Thought I would share my rather mad ideas...
[attachment=1:15kxkn35]HV Conker Concepting 01 800.jpg[/attachment:15kxkn35]
Meet Heavyweight Conker; no idea what I would actually call it.
Two A28-400 Mag-Motors for drive with 180mm wheels. 4 wheel drive created with 32mm T10 timing belts.
400mm disc or bar driven by a Perm PMG-132; the same motor that Last Rights uses for its weapon, running at 48V. The max in the rules is 48V without prior approval, but Last Rights run 58V so maybe I could go higher.
No idea what the chassis will be. Sewer Snake's is all Aluminium so I might be able to make it like that. The idea was to use Hardox Extreme; or what the equivalent, for the Titanium sections on the new machine.
Of course I can't use the spinner here in the UK so my plan is to make the central supports, with all the bits that makes the disc run, removable so I can swap in a hydraulic crusher; different weapon, same bite!
Chances of this ever happening are pretty slim but hey its interesting to see what could be made!
PS PDF here if the pic is to small...[attachment=0:15kxkn35]HV Conker Concepting 01.pdf[/attachment:15kxkn35]
I was going to put the solid state relay from conker 1 straight into conker 2 but the relay says that it is only rated to 30V on the high amp side.
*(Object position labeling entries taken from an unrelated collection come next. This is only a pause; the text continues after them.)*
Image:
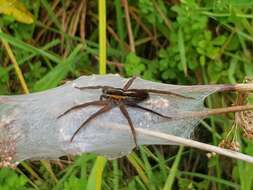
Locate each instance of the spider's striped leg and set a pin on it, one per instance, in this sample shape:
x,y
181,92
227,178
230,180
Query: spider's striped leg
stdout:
x,y
129,83
147,109
125,113
104,109
166,93
92,103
I am running 37V (10S) now so will this relay survive or do I need to go and get a new one?
If I do need a new one what can people recommend?
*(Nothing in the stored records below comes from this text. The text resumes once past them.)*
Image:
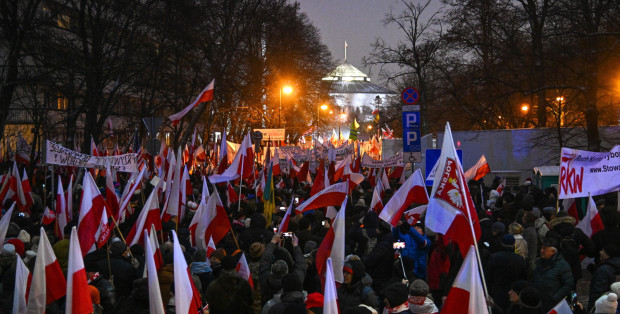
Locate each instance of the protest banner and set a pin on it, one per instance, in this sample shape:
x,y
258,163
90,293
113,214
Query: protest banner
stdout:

EDIT: Just had a thought could I run each S900 off a 85A botbits ESC?
With the Banebots wheels and the hubs how do you get the ring onto the end to hold the wheels on as brute force doesn't seem to work. Is their some kind of special technique
Firestorm had a sheet of 2mm spring steel across the front to make sure that it would run across the ground. What kind of spring steel and thickness would people think could produce the same kind of effect on a featherweight?
With the Banebots wheels and the hubs how do you get the ring onto the end to hold the wheels on as brute force doesn't seem to work. Is their some kind of special technique
You get dedicated circlip pliers, specially designed to fit in the holes in the circlip that allow you to open them up a bit, making it easier to fit/remove them: http://www.technobotsonline.com/tools-a ... liers.html
Personally I just use an old pair of needle-nose pliers that have a reasonably fine tip. They're not perfect and can sometimes slip out of the holes but get the job done. Just use pliers of some sort to open the clip up and try and fit it around the groove in the Banebots hub. An extra pair of hands can come in useful if you're finding it a bit too fiddly to do on your own.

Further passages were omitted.